Terrorism, in many of its forms, is the outcome of the misuse of religious texts, often taken out of context; and is an aggressive ideology that must be combatted with sound teaching – those were some of the agreed outcomes of the 12th annual Christian-Muslim dialogue, meeting this week, between the Anglican Communion and the Al-Azhar Al-Sherif.  Talks began in September 2001 when an interfaith dialogue committee between Al Azhar al-Sherif – the renowned Islamic centre in Cairo – and the Anglican Communion was established in an agreement signed by the Grand Imam of Al Azhar, the Archbishop of Canterbury, and the Bishop of the Diocese of Egypt our friend Bishop Mouneer.

The annual meetings are designed to further co-operation and understanding between Christianity and Islam.

At their meeting in Cairo this week, the participants denounced the recent terrorist attacks in Beirut, Paris, and Mali; and affirmed the importance of “joining the efforts of the international community in its determination to combat terrorism and in depleting the financial and military resources of terrorists.”

During the meeting a paper was presented entitled, The role of religious leaders in combating the use of violence and terrorism in the name of religion. As the title implies, this paper discussed the function of religious leaders, specifically how – using the example of Jesus Christ as a servant leader and peacemaker – these leaders are able to combat violence and hatred in cooperation with other religious leaders.”  For me, the key point within this statement is to not only use the name of Jesus, but to go a step further and to emulate his example of servant hood and peacemaking behaviours.  To allow the spirit to move you to DO.
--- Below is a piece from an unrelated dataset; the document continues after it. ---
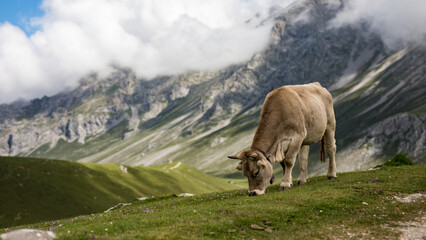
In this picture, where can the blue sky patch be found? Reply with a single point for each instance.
(19, 13)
Advent is a journey through prayer and relationship to perceive what is underneath, what is invisible.  This is a time when we go beyond the name. At the name of Jesus every knee shall bow, yet with knowledge of Jesus, recognition occurs even when he is not named.  Advent is not just about acknowledging a name we are familiar with as we go about our daily existence, but gives us the challenge of learning how to find and absorb the good and holy in all of life.  It is moving from a state of needing the signs or names to one of a profound perception of the transcendent.  And eventually we come to a kind of knowledgeable blindness or deafness to names and words that can be misinterpreted or misleading.  Our lives and minds ought to become so integrated with the Holy Spirit that we are able to perceive Christ with our hearts and souls without physically registering a name.  Why is this important? Discerning the good and true is difficult when we are bombarded with products that claim to be the best, dishonest and hypocritical professionals in every field and quieter brands and people who outshine and make more of an impact than their louder, more commercial competitors.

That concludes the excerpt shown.